Sudharshana Muthuthanthri
- Born: 25 August 1991 (age 34)
- Height: 5’ 03”
- Weight: 90 kg (198 lb)
- School: S. Thomas' College, Mount Lavinia

Rugby union career
- Position: Flanker
- Current team: Colombo Hockey and Football Club

Youth career
- S. Thomas' College, Mount Lavinia

Senior career
- Years: Team / Apps / (Points)
- 2011-2015: Havelock Sports Club

Provincial / State sides
- Years: Team / Apps / (Points)
- 2018-: Auckland

International career
- Years: Team / Apps / (Points)
- 2014-present: Sri Lanka / 1

= Sudharshana Muthuthanthri =

Sudharshana Muthuthanthri or Sudarshana Muthuthanthri (born 25 August 1991) is a Sri Lankan rugby player and the current captain of the Sri Lanka national rugby union team. He replaced former captain, Fazil Marija as the new skipper of the Sri Lankan rugby union team in 2015.

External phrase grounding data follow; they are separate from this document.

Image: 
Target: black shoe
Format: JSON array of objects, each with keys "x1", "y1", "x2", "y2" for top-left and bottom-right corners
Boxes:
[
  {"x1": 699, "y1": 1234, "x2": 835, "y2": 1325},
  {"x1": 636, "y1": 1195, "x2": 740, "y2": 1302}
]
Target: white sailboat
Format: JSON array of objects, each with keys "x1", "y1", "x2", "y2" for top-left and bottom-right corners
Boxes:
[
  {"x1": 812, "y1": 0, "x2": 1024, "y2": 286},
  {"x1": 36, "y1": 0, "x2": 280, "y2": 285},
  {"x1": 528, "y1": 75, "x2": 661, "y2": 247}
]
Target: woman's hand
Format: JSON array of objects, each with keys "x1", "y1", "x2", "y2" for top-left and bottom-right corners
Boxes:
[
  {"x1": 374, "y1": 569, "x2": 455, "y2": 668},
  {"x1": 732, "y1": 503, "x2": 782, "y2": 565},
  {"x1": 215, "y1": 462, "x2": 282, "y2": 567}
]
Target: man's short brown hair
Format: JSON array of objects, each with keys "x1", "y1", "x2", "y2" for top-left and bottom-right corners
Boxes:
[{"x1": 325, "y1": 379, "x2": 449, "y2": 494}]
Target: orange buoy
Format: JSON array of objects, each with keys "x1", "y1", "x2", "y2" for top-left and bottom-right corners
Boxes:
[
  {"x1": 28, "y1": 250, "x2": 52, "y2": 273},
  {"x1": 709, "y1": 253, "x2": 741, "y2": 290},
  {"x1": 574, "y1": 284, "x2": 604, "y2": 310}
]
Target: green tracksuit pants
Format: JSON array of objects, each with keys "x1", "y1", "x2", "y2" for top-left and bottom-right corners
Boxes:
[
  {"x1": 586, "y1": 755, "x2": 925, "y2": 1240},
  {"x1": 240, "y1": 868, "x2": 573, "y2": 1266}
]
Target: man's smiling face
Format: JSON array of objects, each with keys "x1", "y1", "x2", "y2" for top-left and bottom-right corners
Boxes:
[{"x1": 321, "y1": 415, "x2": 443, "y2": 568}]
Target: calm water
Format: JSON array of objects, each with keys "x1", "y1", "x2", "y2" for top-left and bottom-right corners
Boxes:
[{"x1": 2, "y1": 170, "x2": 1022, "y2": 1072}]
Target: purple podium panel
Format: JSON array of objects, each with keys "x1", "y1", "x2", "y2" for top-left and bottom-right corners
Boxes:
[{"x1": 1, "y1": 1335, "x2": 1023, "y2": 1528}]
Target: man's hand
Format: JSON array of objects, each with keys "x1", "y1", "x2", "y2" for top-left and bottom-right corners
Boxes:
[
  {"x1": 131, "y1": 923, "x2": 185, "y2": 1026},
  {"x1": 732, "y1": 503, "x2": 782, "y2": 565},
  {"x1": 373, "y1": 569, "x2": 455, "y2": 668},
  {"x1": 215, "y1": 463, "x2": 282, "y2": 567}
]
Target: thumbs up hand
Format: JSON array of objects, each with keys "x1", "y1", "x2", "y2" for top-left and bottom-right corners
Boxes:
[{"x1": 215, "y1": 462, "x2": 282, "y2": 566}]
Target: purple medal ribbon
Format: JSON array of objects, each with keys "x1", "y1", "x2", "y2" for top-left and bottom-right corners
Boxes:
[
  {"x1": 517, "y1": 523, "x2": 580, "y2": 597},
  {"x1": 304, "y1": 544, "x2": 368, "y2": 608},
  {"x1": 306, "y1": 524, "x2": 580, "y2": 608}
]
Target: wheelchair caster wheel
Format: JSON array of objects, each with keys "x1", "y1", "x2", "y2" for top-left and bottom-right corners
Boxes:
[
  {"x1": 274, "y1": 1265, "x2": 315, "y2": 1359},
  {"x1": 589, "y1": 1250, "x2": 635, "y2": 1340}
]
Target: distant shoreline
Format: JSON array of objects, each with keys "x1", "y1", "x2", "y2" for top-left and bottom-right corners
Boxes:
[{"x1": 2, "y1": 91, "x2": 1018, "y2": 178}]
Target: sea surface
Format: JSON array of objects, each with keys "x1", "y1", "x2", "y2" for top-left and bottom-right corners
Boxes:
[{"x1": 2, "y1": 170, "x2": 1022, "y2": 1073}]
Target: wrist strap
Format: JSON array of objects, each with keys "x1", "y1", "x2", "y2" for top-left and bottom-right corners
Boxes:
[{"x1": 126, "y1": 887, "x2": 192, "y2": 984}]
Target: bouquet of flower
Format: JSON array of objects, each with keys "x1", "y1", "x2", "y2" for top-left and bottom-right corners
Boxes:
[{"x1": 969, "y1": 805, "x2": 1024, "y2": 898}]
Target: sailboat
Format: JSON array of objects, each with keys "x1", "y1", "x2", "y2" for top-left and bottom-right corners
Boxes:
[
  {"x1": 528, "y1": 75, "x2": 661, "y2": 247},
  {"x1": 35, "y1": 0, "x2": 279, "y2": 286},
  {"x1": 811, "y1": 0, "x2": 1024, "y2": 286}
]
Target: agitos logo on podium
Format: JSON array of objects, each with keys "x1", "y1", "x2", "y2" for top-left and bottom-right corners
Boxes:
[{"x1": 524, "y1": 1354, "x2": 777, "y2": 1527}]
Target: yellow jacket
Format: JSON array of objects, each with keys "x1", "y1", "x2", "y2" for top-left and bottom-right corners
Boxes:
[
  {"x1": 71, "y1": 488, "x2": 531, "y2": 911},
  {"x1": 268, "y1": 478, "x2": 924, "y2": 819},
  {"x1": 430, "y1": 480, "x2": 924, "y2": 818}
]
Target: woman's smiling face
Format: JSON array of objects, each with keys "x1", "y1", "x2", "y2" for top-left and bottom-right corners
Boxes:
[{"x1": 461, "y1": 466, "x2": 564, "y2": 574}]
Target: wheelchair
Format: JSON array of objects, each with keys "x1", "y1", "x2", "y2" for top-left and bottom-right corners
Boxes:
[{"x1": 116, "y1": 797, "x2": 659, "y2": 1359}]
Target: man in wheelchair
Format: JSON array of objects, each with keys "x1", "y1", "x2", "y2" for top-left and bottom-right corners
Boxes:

He played schoolboy rugby at S. Thomas' College, Mount Lavinia between 2009-2010 as a flanker. He then went on to play for Havelock Sports Club where he became vice captain in 2012 under Henry Terrance when Havelocks won the Dialog Rugby League. Muthuthanthri took over the captaincy of the club in 2013 where the team finished runner-up. In 2014 under his leadership Havelocks ended up third.

He currently plays for Colombo Hockey and Football Club in the Dialog Rugby League. His usual position is Flanker, but can also switch to Number 8.

In 2018, he became the first Sri Lankan to be selected to play at the Top-level Provincial Rugby tournament in New Zealand representing Auckland.

Muthuthanthri was named to Sri Lanka's 2018 Commonwealth Games team in March 2018.